ON SEIZURE DYNAMICS AND PROPAGATION
Abstract number :
3.182
Submission category :
3. Neurophysiology
Year :
2014
Submission ID :
1868630
Source :
www.aesnet.org
Presentation date :
12/6/2014 12:00:00 AM
Published date :
Sep 29, 2014, 05:33 AM
Authors :
Christophe Bernard, Viktor Jirsa, William Stacey, Fabrice Bartolomei and Timothee Proix
Rationale: Any "healthy" brain can be forced to seize, e.g. after a convulsive electroshock. Are these seizures different from those that occur in epileptic patients, or in patients for whom epilepsy is a co-morbidity (i.e. Alzheimer, autism etc.)? Answering this question requires understanding the dynamics of seizures. How seizures propagate also remains an unaddressed issue. In a given patient, seizures show variable spatial and temporal propagation patterns. The goal of this study is to extract general rules of seizure dynamics and propagation.

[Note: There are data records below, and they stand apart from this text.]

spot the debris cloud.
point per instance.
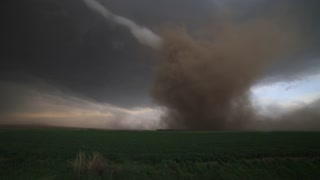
(204, 81)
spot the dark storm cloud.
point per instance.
(63, 42)
(67, 45)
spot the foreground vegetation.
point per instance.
(95, 154)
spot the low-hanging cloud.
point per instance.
(46, 105)
(142, 34)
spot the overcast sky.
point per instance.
(62, 47)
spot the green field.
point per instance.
(48, 153)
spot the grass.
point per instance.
(47, 153)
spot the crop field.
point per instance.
(53, 153)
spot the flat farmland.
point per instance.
(50, 153)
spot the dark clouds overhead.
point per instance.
(65, 44)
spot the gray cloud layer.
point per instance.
(66, 45)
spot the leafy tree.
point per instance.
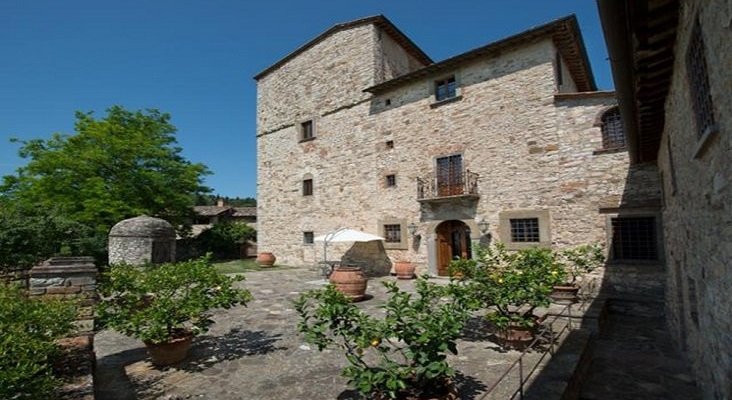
(119, 166)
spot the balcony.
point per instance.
(445, 186)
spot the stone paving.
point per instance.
(255, 352)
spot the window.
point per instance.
(634, 238)
(701, 96)
(306, 131)
(525, 230)
(392, 233)
(445, 89)
(613, 134)
(520, 229)
(307, 187)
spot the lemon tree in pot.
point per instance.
(166, 305)
(402, 353)
(511, 285)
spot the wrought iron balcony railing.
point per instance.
(442, 185)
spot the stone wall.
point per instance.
(697, 209)
(533, 149)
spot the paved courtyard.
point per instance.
(255, 352)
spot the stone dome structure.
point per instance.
(142, 240)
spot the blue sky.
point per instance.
(196, 59)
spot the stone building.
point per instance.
(671, 67)
(511, 141)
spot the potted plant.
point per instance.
(166, 305)
(400, 354)
(404, 269)
(576, 262)
(512, 285)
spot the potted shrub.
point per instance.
(404, 269)
(512, 285)
(576, 262)
(166, 305)
(401, 354)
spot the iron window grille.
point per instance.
(634, 238)
(392, 233)
(307, 187)
(613, 134)
(445, 89)
(525, 230)
(306, 130)
(701, 97)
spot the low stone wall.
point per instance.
(72, 278)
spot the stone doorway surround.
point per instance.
(432, 241)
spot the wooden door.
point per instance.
(449, 175)
(453, 242)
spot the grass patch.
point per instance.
(246, 265)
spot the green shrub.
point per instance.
(403, 352)
(156, 303)
(28, 329)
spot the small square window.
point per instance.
(445, 89)
(525, 230)
(307, 187)
(392, 233)
(306, 131)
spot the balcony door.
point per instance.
(453, 242)
(449, 175)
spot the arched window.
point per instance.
(613, 134)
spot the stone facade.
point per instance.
(697, 209)
(532, 142)
(141, 240)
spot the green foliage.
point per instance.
(582, 259)
(513, 283)
(28, 329)
(123, 165)
(224, 239)
(157, 303)
(404, 350)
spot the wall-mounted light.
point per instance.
(412, 228)
(483, 226)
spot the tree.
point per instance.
(123, 165)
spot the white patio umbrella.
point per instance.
(344, 235)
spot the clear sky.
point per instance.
(196, 59)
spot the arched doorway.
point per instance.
(453, 242)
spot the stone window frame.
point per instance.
(504, 227)
(699, 87)
(639, 213)
(308, 185)
(301, 130)
(442, 78)
(402, 244)
(600, 121)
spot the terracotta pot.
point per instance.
(172, 352)
(404, 270)
(517, 335)
(565, 294)
(266, 259)
(350, 281)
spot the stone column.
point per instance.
(68, 277)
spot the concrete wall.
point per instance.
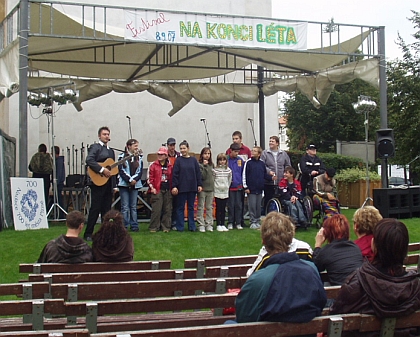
(149, 120)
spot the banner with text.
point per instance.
(212, 30)
(29, 209)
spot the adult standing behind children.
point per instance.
(275, 161)
(205, 197)
(112, 243)
(254, 176)
(129, 183)
(160, 180)
(311, 166)
(101, 196)
(235, 203)
(222, 179)
(172, 155)
(186, 182)
(41, 166)
(69, 248)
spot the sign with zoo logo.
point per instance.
(29, 207)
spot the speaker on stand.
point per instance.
(385, 146)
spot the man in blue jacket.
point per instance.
(283, 288)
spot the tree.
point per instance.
(404, 99)
(337, 120)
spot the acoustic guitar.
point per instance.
(99, 179)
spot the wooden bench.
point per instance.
(50, 268)
(333, 325)
(129, 314)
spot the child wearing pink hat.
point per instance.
(160, 182)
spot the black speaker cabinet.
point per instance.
(397, 202)
(385, 147)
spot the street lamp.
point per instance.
(365, 105)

Methods: We built a mathematical model, The Epileptor, which can fully reproduce the dynamics of seizures with partial onset. The model only requires 5 state variables and simple coupled differential equations. The predictions of the model were tested in various species, including in Humans (using randomly picked seizures in the ieeg database). Detailed experiments were performed in vitro using hippocampal preparations from mice. Results: We establish a taxonomy of 16 different types of seizures. One type, The Epileptor, accounts for 83% of seizures recorded in drug-resistant patients. These seizures are characterized by the presence of fast oscillations and a DC shift at onset, and by a logarithmic scaling of activity at offset. The same pattern is present in flies, zebrafish, and rodents. One state variable acting on a very slow timescale accounts for seizure dynamics. Coupling two Epileptors, we could demonstrate that the slow state variable in central to the spatio-temporal pattern of seizure propagation. Conclusions: Seizures with partial onset are very simple mathematical objects, which onset and offset obey simple rules that are invariant across species. A slow state variable, which biophysical correlates remain to be identified, accounts for seizure genesis and propagation.